Gather 'round, friends, for I bear good tidings. Last year at around this time, I made a bunch of predictions for what was coming in the year ahead. And boy, was I right.
Okay, okay. Maybe only some of it. But who could have foreseen everything that happened this year in advance?
In the spirit of the season — to really take a hard look at myself, and how great I am, I mean — it seems like it's a good thing to go back and see what I thought last year, and then we can laugh at how things really turned out.
So let's do it.
You can find my predictions column right here, if you want to get all the way up to speed. Otherwise, I'll just paraphrase my predictions.
First let's do the things I got right, so I can feel good about myself, then we'll look at the things I kinda-sorta got correct. Then, we'll see what I completely nerfed on, and question whether I'm really qualified to sit atop the throne of Nostradamus.
The Good:
- We did not get jetpacks this year, nor flying cars. Nailed it!
- I predicted electoral reform would be killed, the government would pay little price. I think that's mostly right. If they've paid any price for dropping this plan, it's that it's one of many broken promises. I did also say Maryam Monsef, who led the file, would be shuffled out of cabinet, which I was half-right about. She was shuffled into another department.
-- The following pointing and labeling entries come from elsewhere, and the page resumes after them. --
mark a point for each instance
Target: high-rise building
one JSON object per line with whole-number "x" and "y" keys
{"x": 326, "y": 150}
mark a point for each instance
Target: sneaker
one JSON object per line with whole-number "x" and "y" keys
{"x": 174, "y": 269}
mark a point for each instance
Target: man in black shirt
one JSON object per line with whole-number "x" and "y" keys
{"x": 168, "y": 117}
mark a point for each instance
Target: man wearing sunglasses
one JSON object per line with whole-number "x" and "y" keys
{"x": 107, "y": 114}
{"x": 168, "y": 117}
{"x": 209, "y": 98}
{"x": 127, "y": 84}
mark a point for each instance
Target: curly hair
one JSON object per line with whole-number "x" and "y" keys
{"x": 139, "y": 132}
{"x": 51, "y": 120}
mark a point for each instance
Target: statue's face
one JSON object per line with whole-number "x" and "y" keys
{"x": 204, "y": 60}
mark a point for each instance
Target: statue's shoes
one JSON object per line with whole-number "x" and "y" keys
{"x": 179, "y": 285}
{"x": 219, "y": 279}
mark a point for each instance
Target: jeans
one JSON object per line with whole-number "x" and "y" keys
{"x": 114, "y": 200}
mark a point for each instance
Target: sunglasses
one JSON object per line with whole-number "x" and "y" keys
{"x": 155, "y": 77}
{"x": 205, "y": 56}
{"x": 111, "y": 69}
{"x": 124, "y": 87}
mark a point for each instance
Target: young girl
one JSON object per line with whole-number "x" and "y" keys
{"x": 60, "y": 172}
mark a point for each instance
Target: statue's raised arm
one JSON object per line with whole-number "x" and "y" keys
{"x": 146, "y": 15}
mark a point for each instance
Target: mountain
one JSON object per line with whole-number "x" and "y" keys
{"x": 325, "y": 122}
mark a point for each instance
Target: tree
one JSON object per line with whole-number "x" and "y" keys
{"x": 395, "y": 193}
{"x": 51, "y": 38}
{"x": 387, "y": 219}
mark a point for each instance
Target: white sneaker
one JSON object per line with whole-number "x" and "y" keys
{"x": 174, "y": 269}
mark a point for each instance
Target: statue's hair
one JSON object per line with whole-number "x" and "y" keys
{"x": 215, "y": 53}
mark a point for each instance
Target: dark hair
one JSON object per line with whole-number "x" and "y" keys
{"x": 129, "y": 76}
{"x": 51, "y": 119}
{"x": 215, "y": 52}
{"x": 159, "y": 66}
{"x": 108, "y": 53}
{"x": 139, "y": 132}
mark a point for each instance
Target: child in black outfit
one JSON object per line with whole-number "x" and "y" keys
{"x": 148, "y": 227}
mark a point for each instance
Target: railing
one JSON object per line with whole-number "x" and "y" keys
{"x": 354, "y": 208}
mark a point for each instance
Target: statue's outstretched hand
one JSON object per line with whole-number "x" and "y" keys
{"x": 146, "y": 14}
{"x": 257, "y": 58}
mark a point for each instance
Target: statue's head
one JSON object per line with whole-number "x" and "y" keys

As the one doing the judging around here, I'm going to declare this a total victory.
- If you're able to read this, it means I was right and there was no nuclear holocaust and we're not living in a radioactive wasteland. Congrats, everyone! There are still a couple weeks left in the year, but I'm confident we're going to make it this last bit without being atomized in a massive nuclear exchange. The second half of this prediction was only applicable if I was wrong on the first half.
- I figured there'd be some health story this year that would be reported everywhere but probably be wrong. It hasn't been disproven yet, but here's a recent one on how drinking between three and seven cups of coffee will cut your chance of dying. Well, cut your chance from dying from certain illnesses, it's not going to make you immortal. Which almost exactly fits the mold of health stories that's reversed every few months. And do you remember the miracle Zamboni treatment for MS? Turns out that was total bullshit. Starting to think health news isn't trustworthy.
- Elizabeth May would stay on as leader of the Green Party, I said, for she is the party and the party is her. She is eternal, and I was right.
The Iffy:
- So, I said the 6/49 numbers for the third drawing of February would be 04-11-15-21-27-33. The actual numbers were: 03-04-08-12-13-46, with the bonus number 26. So, I guessed one number correctly, which means I wasn't completely wrong. I'll say I'm very glad I wasn't right, though. I didn't play these numbers for the drawing, and I would have lost my mind if I'd been correct but not won the money. Bullet: dodged.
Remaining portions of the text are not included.